Planets are born in the rotating disk of gas and dust that surrounds young stars. According to the most popular idea, this rocky material must first build up to the size of around 10 Earth masses to form a gigantic rocky core, which then quickly scavenges large quantities of gas from nearby portions of the disk to create the giant planet we see today.

The time frame in which this happens is crucial.

“TOI-5205b’s existence stretches what we know about the disks in which these planets are born,” Kanodia explained. “In the beginning, if there isn’t enough rocky material in the disk to form the initial core, then one cannot form a gas giant planet. And at the end, if the disk evaporates away before the massive core is formed, then one cannot form a gas giant planet. And yet TOI-5205b formed despite these guardrails. Based on our nominal current understanding of planet formation, TOI-5205b should not exist; it is a ‘forbidden’ planet.”

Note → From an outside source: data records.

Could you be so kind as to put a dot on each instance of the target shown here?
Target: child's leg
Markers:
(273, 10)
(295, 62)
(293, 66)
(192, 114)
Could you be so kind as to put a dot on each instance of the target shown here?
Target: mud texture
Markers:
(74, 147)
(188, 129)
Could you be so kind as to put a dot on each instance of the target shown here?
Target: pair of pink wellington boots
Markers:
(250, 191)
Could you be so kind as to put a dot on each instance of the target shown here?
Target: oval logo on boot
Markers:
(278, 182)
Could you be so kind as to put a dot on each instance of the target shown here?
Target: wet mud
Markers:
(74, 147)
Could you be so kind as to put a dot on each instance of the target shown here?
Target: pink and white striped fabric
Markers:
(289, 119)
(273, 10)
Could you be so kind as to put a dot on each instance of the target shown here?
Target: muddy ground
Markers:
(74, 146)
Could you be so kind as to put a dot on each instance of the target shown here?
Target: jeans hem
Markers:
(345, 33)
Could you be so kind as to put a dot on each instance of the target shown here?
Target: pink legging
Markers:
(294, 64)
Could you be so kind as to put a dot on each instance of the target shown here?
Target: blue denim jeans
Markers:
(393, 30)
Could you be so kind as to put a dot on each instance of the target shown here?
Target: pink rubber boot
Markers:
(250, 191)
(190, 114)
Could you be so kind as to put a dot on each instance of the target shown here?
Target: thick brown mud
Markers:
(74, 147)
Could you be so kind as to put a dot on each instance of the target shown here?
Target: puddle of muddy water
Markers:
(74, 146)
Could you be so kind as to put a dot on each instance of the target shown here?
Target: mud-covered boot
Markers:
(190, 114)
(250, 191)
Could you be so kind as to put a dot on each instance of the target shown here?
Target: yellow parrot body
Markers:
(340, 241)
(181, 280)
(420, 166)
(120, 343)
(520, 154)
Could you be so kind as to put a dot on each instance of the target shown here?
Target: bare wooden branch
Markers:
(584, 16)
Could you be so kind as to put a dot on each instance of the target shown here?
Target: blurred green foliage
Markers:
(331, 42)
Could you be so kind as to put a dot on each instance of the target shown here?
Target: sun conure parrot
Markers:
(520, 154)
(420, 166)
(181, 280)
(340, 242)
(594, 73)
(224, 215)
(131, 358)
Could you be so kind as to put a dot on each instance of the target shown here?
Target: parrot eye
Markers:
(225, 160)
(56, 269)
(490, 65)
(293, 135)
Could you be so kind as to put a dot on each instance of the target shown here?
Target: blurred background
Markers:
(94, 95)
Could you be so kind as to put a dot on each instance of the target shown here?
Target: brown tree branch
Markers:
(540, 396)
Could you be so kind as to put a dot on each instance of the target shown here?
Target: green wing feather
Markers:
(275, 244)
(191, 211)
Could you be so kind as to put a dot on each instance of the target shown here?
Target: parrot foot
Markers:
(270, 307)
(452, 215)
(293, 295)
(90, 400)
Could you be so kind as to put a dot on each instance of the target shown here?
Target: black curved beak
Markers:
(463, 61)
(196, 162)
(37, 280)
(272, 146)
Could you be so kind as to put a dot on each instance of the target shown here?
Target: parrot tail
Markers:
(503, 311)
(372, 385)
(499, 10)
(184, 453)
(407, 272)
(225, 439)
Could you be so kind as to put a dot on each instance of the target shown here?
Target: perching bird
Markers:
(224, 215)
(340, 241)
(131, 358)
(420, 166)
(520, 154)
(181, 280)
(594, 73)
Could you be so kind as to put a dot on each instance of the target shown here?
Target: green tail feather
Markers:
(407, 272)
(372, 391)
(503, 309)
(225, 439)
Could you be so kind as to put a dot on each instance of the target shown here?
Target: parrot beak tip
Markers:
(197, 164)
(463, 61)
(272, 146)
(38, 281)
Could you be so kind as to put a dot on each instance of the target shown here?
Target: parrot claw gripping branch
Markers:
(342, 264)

The scientists showed that the planet’s very wide transit depth makes it incredibly favorable for subsequent studies with the recently launched JWST, which could clarify its atmosphere and provide some additional hints regarding the enigma of its genesis.

The TESS follow-up research was conducted using the Habitable-zone Planet Finder (HPF; Texas, US) and Low Resolution Spectrograph (LRS2; Texas, US) on the 10-m Hobby Eberly Telescope, the ARCTIC camera on the 3.5-m Apache Point Observatory (APO; New Mexico, US), the NN-Explore Exoplanet Stellar Speckle Imager (NESSI, Arizona, US) at the 3.5-m WIYN telescope, the 0.6-m Red Buttes Observatory (RBO, Wyoming, US), and the 0.3 m Three Hundred Millimeter Telescope (TMMT, Chile).